Après l’adaptation d’Agaguk, présentée en 2008 et saluée par la critique, le Théâtre Sous Zéro (TSZ) investit à nouveau le Musée national des beaux-arts du Québec du 7 février au 3 mars 2013 avec La Guerre des tuques. Pour la première médiatique, j’étais parmi les heureux spectateurs qui ont pu assister à cette production, bien au chaud à l’intérieur de l’auditorium à regarder la pièce par l’une des immenses baies vitrées du Musée national des beaux-arts du Québec. Eh oui ! vous avez bien compris… la pièce était présentée dans l’élément naturel de l’hiver québécois. Neuf comédiens assez audacieux ou inconscient ?! qui ont décidé de sortir des sentiers battus et d’amener le théâtre au cœur de l’hiver et dans la cour du musée. Quelle idée géniale !

L’adaptation de ce film en pièce de théâtre a été réalisée par l’auteur et metteur en scène Fabien Cloutier, que j’avais déjà vue dans son premier solo, Scotstown.
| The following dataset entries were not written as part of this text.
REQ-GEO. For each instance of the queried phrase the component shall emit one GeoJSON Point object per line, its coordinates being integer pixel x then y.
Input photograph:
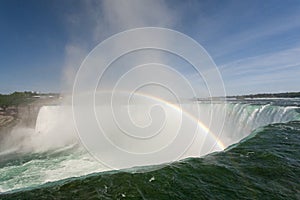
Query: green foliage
{"type": "Point", "coordinates": [15, 98]}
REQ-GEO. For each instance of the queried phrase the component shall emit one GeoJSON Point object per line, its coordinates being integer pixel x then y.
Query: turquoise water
{"type": "Point", "coordinates": [264, 165]}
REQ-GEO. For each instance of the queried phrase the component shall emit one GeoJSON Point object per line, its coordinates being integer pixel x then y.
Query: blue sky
{"type": "Point", "coordinates": [255, 44]}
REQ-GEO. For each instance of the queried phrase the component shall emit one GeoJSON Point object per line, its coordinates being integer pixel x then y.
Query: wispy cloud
{"type": "Point", "coordinates": [269, 72]}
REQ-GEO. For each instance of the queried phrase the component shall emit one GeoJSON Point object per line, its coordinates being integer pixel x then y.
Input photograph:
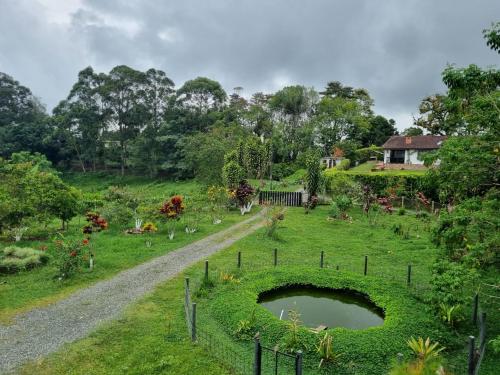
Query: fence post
{"type": "Point", "coordinates": [471, 362]}
{"type": "Point", "coordinates": [193, 323]}
{"type": "Point", "coordinates": [298, 363]}
{"type": "Point", "coordinates": [257, 365]}
{"type": "Point", "coordinates": [475, 308]}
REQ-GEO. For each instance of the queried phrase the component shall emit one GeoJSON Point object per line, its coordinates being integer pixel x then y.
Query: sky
{"type": "Point", "coordinates": [395, 49]}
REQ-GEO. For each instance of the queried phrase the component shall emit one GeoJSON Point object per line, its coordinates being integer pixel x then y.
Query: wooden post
{"type": "Point", "coordinates": [298, 363]}
{"type": "Point", "coordinates": [193, 322]}
{"type": "Point", "coordinates": [257, 365]}
{"type": "Point", "coordinates": [475, 308]}
{"type": "Point", "coordinates": [471, 361]}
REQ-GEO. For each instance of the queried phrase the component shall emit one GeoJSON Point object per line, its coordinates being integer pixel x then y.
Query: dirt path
{"type": "Point", "coordinates": [43, 330]}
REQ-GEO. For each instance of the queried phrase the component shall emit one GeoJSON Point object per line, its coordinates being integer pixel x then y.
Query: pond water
{"type": "Point", "coordinates": [327, 307]}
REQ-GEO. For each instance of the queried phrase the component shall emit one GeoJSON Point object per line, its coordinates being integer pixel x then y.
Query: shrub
{"type": "Point", "coordinates": [14, 259]}
{"type": "Point", "coordinates": [450, 282]}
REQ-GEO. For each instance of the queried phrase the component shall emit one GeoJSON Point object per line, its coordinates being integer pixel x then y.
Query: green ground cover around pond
{"type": "Point", "coordinates": [152, 336]}
{"type": "Point", "coordinates": [114, 250]}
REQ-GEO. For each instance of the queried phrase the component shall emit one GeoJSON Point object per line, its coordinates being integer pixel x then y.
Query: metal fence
{"type": "Point", "coordinates": [272, 361]}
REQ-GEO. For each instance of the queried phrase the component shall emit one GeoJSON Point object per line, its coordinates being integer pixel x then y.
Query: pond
{"type": "Point", "coordinates": [323, 307]}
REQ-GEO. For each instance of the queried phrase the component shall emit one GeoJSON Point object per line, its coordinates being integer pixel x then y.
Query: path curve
{"type": "Point", "coordinates": [41, 331]}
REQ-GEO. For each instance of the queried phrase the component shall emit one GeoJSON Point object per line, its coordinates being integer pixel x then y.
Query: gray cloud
{"type": "Point", "coordinates": [395, 49]}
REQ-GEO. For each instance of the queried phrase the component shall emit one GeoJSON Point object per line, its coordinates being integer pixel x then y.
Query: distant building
{"type": "Point", "coordinates": [410, 150]}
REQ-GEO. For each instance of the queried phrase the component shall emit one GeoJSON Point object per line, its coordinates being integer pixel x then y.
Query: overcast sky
{"type": "Point", "coordinates": [396, 49]}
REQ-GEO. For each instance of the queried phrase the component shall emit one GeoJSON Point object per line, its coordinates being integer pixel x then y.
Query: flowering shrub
{"type": "Point", "coordinates": [172, 211]}
{"type": "Point", "coordinates": [386, 204]}
{"type": "Point", "coordinates": [69, 256]}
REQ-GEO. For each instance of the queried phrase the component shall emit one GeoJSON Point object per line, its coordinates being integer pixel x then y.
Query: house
{"type": "Point", "coordinates": [410, 150]}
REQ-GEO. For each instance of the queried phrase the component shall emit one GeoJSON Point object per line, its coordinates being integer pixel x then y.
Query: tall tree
{"type": "Point", "coordinates": [123, 93]}
{"type": "Point", "coordinates": [24, 125]}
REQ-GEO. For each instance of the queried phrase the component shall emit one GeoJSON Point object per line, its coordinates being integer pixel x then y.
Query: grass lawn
{"type": "Point", "coordinates": [115, 251]}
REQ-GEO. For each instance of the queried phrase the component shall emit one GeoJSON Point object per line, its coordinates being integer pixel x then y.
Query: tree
{"type": "Point", "coordinates": [492, 36]}
{"type": "Point", "coordinates": [413, 132]}
{"type": "Point", "coordinates": [292, 107]}
{"type": "Point", "coordinates": [338, 119]}
{"type": "Point", "coordinates": [203, 94]}
{"type": "Point", "coordinates": [157, 97]}
{"type": "Point", "coordinates": [313, 176]}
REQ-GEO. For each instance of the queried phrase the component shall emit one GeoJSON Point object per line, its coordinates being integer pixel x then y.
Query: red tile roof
{"type": "Point", "coordinates": [420, 142]}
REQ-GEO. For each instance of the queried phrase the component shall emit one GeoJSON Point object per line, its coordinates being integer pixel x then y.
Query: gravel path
{"type": "Point", "coordinates": [43, 330]}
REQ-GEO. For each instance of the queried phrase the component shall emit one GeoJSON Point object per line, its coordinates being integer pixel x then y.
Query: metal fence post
{"type": "Point", "coordinates": [475, 308]}
{"type": "Point", "coordinates": [257, 365]}
{"type": "Point", "coordinates": [193, 323]}
{"type": "Point", "coordinates": [471, 362]}
{"type": "Point", "coordinates": [298, 363]}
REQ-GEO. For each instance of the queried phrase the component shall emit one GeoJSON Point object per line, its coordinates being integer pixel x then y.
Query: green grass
{"type": "Point", "coordinates": [152, 336]}
{"type": "Point", "coordinates": [114, 250]}
{"type": "Point", "coordinates": [366, 168]}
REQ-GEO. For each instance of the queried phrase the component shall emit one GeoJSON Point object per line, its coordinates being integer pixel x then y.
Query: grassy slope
{"type": "Point", "coordinates": [152, 336]}
{"type": "Point", "coordinates": [365, 168]}
{"type": "Point", "coordinates": [115, 251]}
{"type": "Point", "coordinates": [112, 349]}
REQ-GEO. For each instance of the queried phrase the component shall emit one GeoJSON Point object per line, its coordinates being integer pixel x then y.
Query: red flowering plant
{"type": "Point", "coordinates": [172, 210]}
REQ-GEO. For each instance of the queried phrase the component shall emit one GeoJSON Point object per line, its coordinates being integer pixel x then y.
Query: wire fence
{"type": "Point", "coordinates": [268, 360]}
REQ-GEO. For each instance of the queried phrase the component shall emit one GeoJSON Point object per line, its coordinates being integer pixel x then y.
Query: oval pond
{"type": "Point", "coordinates": [323, 307]}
Bien qu’il a repris la trame de fond de ce film tant aimé des années 80, soit : deux bandes qui s’affrontent dans une guerre de balles de neige autour d’un fort, avec un butin qui sera partagé par les vainqueurs et un amour impossible entre deux membres de clans ennemis, on peut dire que cette pièce n’est plus vraiment un « conte pour tous ». Écrit en langage joual fort populaire, ce sont des adultes qui jouent à se faire la guerre, tellement leur vie d’adulte est ennuyante.  Cette guerre des Tuques est vécue et narrée par la chienne Cléo. Cette chienne de Pierre, qui dans le film est malade, urine partout et grogne après les gens. Dans cette pièce, cette chienne nous parle et nous raconte, à nous, public, son malaise face à cette guerre et au fait que depuis que Pierre et sa blonde ont eu un enfant, il y a moins de place pour elle, cette chienne si affectueuse. 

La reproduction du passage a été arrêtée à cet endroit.